Electricity has emerged as the most indispensable form of energy, playing a central role in powering modern society. Currently, electricity generation and consumption account for a significant 40% of the global energy demand, highlighting its critical importance in meeting the world’s energy needs. As the demand for efficient power conversion grows, wide bandgap (WBG) semiconductors such as SiC and GaN are revolutionizing energy conversion—GaN excelling in high-speed applications, while SiC dominates high-power systems. We are at a critical juncture where innovation in ultra-wide bandgap (UWBG) materials is enabling the next leap in power electronics technology – particularly for the grid scale systems. The key to unlocking their full potential lies in advanced electrostatic engineering strategies that optimize electric field management, a critical factor in preventing premature breakdown and enhancing power device efficiency.
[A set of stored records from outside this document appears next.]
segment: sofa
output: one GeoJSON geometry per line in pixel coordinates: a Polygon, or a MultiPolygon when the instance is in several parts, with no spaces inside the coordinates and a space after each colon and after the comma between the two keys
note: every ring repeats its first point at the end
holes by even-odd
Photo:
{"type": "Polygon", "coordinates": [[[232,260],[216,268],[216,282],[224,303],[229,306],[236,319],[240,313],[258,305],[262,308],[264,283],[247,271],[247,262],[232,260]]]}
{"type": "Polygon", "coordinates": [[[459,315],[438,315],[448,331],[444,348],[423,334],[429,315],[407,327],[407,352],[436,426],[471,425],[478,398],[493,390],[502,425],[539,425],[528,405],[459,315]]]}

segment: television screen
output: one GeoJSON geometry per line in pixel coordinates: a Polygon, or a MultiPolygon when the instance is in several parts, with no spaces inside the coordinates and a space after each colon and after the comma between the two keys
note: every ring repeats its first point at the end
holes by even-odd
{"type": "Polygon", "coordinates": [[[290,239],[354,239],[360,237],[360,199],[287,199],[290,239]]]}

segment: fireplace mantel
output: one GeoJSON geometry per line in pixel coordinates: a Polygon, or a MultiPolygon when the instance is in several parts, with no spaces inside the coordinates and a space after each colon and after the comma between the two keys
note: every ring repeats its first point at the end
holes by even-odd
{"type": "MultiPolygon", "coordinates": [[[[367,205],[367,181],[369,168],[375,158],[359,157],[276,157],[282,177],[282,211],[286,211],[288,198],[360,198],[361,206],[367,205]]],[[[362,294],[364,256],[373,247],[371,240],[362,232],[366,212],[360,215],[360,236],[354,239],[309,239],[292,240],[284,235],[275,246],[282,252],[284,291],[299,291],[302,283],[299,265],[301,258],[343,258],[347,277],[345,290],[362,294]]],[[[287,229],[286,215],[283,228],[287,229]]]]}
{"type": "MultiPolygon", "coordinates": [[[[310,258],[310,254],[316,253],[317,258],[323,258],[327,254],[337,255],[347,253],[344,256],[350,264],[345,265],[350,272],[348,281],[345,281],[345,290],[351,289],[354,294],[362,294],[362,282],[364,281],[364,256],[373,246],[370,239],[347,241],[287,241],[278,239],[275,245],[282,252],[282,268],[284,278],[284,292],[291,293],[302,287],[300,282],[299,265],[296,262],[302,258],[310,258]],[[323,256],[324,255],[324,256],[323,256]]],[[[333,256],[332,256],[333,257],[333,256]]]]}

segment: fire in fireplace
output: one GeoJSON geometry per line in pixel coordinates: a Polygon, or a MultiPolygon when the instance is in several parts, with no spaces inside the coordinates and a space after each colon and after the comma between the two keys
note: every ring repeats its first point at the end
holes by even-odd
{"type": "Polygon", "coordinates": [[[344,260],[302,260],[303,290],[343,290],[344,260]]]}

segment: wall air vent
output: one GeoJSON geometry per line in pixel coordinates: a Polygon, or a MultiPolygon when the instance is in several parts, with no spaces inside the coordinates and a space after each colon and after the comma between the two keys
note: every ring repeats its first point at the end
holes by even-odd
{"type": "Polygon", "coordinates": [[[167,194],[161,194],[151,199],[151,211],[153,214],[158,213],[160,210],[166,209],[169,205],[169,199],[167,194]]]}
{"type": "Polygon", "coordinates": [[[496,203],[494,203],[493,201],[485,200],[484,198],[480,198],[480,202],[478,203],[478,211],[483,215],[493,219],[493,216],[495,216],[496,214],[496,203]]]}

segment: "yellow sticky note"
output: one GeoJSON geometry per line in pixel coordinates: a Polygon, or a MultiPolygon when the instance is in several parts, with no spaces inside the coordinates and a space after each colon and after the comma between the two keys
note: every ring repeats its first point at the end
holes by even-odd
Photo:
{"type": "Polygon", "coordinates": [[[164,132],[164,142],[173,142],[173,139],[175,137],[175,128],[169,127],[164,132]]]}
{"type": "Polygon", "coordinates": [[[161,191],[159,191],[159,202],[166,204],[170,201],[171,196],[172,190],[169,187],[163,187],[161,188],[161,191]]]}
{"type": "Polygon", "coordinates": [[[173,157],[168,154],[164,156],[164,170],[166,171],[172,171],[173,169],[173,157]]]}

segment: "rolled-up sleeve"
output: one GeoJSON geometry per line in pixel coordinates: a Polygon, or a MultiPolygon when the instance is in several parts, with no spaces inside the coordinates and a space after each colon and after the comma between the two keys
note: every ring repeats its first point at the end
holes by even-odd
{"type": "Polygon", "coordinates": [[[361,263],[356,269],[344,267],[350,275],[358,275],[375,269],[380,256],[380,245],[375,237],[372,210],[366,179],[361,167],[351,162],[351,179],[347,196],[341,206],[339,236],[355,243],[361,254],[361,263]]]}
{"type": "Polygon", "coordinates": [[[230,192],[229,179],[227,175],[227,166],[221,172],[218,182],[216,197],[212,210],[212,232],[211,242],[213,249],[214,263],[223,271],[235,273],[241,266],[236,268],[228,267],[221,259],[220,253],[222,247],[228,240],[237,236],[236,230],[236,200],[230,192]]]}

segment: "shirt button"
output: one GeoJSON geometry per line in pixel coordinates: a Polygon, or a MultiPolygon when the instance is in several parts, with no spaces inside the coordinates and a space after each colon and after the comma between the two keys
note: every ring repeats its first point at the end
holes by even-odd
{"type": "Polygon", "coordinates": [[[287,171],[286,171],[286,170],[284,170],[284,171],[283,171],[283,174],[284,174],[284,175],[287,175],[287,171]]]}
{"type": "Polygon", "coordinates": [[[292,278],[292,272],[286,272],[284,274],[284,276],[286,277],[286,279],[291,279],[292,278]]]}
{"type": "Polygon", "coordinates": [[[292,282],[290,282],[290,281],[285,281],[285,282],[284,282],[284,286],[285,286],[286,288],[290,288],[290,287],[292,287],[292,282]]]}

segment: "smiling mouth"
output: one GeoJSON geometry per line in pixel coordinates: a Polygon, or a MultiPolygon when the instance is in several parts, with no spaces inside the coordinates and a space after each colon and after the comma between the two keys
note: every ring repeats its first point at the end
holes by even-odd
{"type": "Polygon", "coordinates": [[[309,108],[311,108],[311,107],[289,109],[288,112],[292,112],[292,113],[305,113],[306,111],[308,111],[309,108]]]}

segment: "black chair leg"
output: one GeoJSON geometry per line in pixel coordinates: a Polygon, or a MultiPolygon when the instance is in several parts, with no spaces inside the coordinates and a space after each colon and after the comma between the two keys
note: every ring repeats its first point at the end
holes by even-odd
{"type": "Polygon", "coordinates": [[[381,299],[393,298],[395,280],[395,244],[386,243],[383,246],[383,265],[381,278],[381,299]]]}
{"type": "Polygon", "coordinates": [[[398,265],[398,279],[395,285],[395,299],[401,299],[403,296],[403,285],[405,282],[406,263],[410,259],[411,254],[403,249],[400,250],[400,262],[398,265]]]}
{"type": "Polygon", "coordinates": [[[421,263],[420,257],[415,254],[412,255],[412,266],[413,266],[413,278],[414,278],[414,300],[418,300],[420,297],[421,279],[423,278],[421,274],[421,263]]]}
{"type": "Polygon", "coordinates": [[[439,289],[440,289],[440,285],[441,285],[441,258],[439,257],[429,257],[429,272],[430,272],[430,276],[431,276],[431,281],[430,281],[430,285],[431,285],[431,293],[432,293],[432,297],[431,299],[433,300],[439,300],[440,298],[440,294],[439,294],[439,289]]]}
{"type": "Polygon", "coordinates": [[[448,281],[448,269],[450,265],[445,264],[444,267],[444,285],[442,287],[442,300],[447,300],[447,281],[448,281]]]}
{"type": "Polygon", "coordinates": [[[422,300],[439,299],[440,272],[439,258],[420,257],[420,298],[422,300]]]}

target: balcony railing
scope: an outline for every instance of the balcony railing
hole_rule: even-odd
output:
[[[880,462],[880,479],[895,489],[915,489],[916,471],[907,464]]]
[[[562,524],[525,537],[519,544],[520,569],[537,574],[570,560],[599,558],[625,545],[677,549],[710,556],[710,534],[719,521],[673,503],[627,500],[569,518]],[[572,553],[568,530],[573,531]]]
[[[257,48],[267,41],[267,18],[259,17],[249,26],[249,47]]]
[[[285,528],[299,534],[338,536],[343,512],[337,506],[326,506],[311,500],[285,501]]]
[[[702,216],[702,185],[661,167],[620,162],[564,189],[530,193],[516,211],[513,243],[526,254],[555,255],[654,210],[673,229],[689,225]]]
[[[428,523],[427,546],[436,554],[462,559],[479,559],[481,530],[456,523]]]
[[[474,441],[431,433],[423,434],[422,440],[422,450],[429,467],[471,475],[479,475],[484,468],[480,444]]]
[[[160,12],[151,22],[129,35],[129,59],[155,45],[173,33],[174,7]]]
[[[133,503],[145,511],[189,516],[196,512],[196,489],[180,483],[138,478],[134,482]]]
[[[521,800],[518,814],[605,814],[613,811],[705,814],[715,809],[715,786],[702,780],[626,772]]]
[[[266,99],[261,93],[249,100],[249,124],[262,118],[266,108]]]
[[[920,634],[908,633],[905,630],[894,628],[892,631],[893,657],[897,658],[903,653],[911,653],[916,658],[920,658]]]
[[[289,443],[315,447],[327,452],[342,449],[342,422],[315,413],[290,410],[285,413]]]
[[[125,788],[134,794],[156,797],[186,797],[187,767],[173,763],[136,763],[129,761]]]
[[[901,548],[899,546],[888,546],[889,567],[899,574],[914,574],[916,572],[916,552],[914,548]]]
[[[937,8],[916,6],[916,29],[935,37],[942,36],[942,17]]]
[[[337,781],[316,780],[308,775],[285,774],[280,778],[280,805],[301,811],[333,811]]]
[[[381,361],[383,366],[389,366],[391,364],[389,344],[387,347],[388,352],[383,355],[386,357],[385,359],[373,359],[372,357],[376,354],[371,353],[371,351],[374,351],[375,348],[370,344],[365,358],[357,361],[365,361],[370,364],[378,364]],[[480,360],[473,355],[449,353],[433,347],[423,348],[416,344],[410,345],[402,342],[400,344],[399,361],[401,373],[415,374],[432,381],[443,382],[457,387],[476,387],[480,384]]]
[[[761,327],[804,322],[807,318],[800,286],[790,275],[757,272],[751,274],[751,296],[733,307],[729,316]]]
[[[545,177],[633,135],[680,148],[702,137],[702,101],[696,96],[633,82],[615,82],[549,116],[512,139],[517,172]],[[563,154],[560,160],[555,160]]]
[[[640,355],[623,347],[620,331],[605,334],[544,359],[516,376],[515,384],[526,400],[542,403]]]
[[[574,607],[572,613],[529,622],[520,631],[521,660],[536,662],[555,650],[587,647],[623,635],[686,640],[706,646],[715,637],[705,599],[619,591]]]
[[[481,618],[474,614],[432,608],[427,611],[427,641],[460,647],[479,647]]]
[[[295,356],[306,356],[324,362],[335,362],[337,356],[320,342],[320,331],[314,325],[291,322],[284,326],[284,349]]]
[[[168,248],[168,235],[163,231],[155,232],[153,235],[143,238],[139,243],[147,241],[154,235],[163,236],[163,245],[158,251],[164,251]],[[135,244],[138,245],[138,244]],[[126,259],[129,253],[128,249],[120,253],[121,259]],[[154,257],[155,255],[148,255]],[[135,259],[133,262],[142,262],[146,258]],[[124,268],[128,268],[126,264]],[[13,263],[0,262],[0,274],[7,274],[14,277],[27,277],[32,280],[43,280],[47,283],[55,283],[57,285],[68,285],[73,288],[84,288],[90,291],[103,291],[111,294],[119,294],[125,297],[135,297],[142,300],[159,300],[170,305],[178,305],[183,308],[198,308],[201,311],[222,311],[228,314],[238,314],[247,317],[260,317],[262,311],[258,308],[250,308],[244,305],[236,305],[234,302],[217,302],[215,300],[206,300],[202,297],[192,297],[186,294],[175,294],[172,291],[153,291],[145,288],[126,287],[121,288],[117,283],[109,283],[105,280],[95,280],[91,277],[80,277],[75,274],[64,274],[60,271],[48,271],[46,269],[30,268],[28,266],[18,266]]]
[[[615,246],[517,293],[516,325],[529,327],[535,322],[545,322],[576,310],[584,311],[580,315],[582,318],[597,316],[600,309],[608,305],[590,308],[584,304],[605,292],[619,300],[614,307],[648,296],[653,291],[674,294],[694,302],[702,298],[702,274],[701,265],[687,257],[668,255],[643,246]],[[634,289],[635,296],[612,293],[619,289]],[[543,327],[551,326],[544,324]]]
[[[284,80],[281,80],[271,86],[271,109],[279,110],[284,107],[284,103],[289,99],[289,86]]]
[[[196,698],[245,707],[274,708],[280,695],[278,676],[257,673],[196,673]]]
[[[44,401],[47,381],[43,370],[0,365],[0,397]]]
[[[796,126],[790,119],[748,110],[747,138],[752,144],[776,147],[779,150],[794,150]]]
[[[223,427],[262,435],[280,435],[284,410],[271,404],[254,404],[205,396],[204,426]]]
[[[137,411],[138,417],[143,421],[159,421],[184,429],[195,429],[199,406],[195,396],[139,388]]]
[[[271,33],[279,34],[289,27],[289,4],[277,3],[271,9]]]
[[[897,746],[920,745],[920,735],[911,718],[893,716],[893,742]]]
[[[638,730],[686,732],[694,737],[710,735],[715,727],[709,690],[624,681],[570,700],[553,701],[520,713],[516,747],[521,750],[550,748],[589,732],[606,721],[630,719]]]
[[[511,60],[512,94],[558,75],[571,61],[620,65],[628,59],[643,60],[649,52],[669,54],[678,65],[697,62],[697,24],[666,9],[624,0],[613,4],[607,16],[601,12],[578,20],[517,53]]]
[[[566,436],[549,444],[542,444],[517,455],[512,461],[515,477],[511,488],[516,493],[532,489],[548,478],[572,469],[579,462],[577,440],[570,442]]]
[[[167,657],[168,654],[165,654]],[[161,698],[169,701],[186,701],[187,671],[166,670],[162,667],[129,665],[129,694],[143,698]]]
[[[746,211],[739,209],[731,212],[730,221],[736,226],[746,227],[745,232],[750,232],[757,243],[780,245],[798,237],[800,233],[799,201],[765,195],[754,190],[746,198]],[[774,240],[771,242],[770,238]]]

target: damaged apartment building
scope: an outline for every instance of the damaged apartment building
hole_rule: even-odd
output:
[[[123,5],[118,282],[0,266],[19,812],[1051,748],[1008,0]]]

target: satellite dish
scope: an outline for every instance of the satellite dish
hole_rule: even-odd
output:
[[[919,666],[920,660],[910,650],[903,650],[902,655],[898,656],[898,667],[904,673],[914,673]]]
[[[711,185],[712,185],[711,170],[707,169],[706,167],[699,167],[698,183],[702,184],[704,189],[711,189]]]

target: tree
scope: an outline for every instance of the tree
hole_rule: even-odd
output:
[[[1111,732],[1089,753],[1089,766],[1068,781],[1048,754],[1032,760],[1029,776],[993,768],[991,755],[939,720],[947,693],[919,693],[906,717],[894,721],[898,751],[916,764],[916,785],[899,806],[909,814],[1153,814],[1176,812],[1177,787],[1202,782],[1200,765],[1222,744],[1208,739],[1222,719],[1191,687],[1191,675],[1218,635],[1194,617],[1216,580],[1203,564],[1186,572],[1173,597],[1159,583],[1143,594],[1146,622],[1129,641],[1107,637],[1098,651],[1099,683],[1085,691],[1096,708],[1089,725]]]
In this seminar, I will present electrostatic engineering strategies for high-voltage devices using β-Ga₂O₃ – an UWBG material, focusing on innovative edge termination and field management techniques. These strategies aim to improve device performance and efficiency. The discussion will focus on the demonstration of dielectric superjunction devices that incorporate high-permittivity dielectrics with β-Ga₂O₃, enabling us to surpass the material’s theoretical unipolar figure of merit. I will highlight the development of vertical power devices that achieve high voltage (>1 kV) and high current (>1 A) operation through the use of extreme-permittivity dielectric REduced SURface Field (RESURF) structures. The seminar will also cover the optimization of efficiency and power losses—both static and switching—in these devices. Further, I will showcase my work on kilovolt class β-Ga₂O₃–based vertical FinFETs with advanced field management strategies delivering record high Power Figure of Merit (PFOM). Beyond device architecture, I will discuss advancements in material engineering, including in-situ MOCVD deposition of high-quality Al₂O₃ on β-Ga₂O₃. This approach ensures a pristine dielectric/semiconductor interface, leading to superior breakdown strength and reliability compared to conventional gate dielectric deposition methods. These breakthroughs collectively push the boundaries of β-Ga₂O₃ power electronics, paving the way for next-generation, energy-efficient, and high-performance power devices.

Bio

Saurav Roy received his B.Tech in Electronics and Communications Engineering from National Institute of Technology Silchar, India and M.Tech in Electronics and Electrical Engineering from Indian Institute of Technology Guwahati, India. He earned his Ph.D. in December 2024 from the Materials department at the University of California, Santa Barbara (UCSB). After graduation he joined Materials department as a post-doctoral researcher. Saurav has received the Institute of Energy Efficiency (IEE) Excellence in Research Fellowship for the year 2022-2023 and was honored with the Outstanding Graduate Student Research Achievement Award, 2022-2023 and 2023-2024 at the 9^th and 10^th Annual SSLEEC Annual Review conference held at UCSB.

His current research interests encompass the design and fabrication of devices based on wide and ultra-wide bandgap materials for both power and radio frequency applications and epitaxy of ultra-wide bandgap materials. His work involves the device design and fabrication of β-Ga₂O₃-based power devices, as well as TCAD simulation, analytical modeling of novel devices, and metal-organic chemical vapor deposition (MOCVD) growth and electrical characterization. Notably, he has developed and demonstrated dielectric superjunction devices in β-Ga₂O₃ and in-situ dielectric deposition on β-Ga₂O₃ using MOCVD.